HOW TO CLIMB TO THE TOP OF THE HILL

Source: WILL HINE in Queenstown - Southland Times

At the end of Michael Hill's new book is a hand-scrawled message to the reader: "If you have what it takes to be a winner I want to hear from you contact us on michaelhill.com".

That's right ever the entrepreneur, Hill is using Toughen Up as a recruitment tool.

"There is a hope that people who read it will want to join the company," he told The Southland Times. "Because I can't get to 10,000 staff without more people who have the passion and determination to join me."

Hill said he got so frustrated at meeting people who could not see their own potential that he decided he owed it to them to write a book about his experiences in business.

"Our best people are not the ones you might expect.

"They're not like film stars they're more like people who have come off a farm in Southland or Northland and who have learned the basic lessons of life."
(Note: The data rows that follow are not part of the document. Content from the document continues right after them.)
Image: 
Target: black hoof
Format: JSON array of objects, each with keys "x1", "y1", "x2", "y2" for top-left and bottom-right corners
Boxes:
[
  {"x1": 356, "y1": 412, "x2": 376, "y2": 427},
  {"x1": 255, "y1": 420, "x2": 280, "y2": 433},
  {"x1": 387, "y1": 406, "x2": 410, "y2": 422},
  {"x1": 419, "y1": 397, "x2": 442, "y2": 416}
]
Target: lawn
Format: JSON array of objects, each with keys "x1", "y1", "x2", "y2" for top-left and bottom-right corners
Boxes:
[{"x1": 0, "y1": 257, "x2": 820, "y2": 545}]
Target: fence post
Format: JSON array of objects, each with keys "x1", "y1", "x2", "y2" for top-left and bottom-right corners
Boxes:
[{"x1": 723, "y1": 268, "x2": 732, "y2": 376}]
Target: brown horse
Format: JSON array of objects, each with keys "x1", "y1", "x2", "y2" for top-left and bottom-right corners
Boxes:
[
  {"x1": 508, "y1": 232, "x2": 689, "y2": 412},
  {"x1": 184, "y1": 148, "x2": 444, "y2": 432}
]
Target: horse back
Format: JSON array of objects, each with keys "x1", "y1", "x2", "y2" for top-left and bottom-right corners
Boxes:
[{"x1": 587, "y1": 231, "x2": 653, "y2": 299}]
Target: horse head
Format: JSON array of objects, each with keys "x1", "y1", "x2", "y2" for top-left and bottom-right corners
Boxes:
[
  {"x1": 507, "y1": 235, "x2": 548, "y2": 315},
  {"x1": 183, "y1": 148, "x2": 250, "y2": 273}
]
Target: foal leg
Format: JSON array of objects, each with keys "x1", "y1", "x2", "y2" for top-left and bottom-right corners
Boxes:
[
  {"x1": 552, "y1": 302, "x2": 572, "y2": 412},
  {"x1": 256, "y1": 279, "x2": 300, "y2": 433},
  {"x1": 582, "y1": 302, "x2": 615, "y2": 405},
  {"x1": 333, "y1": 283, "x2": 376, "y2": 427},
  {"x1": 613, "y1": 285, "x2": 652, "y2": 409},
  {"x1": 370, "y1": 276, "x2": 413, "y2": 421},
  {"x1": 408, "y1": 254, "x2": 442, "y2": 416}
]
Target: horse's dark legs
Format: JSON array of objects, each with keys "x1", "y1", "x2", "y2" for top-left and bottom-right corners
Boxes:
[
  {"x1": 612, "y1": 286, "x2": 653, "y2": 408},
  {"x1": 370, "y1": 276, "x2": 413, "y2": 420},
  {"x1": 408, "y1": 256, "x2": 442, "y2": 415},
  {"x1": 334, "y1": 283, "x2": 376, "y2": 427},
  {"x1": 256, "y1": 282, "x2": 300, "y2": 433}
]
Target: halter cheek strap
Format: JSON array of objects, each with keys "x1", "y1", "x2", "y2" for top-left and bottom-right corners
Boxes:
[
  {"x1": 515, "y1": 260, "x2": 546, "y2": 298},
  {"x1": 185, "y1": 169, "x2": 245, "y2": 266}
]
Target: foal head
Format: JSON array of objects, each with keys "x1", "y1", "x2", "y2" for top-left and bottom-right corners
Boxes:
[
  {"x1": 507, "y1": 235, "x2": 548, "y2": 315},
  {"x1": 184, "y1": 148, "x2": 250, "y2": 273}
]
Asked how many readers he was after, Hill said he wanted as many good people as possible.

Those people wanting to join the Michael Hill empire could expect a course in Selling 101. And 201. And 301.

Hill is consumed by the art of selling so much so that he regularly tests the service levels at competing retailers and critiques his employees on how they can improve themselves.

"It's no holds barred. We'll look at the way you present yourself, the way you breathe, the way you talk."

Indeed, Toughen Up recounts incidents in which Hill has critiqued staff who suffer from bad breath, drinking problems, even weight issues. The secret, by all accounts, is to couch the criticism in genuine, worthy praise.

The book has more than 20 short vignettes from employees, many who started at the bottom and worked their way to the top of Hill's mountain.

Like the man himself, the book is chatty, personable and rarely boring.

All proceeds from the book's sale are going to the charity Curekids.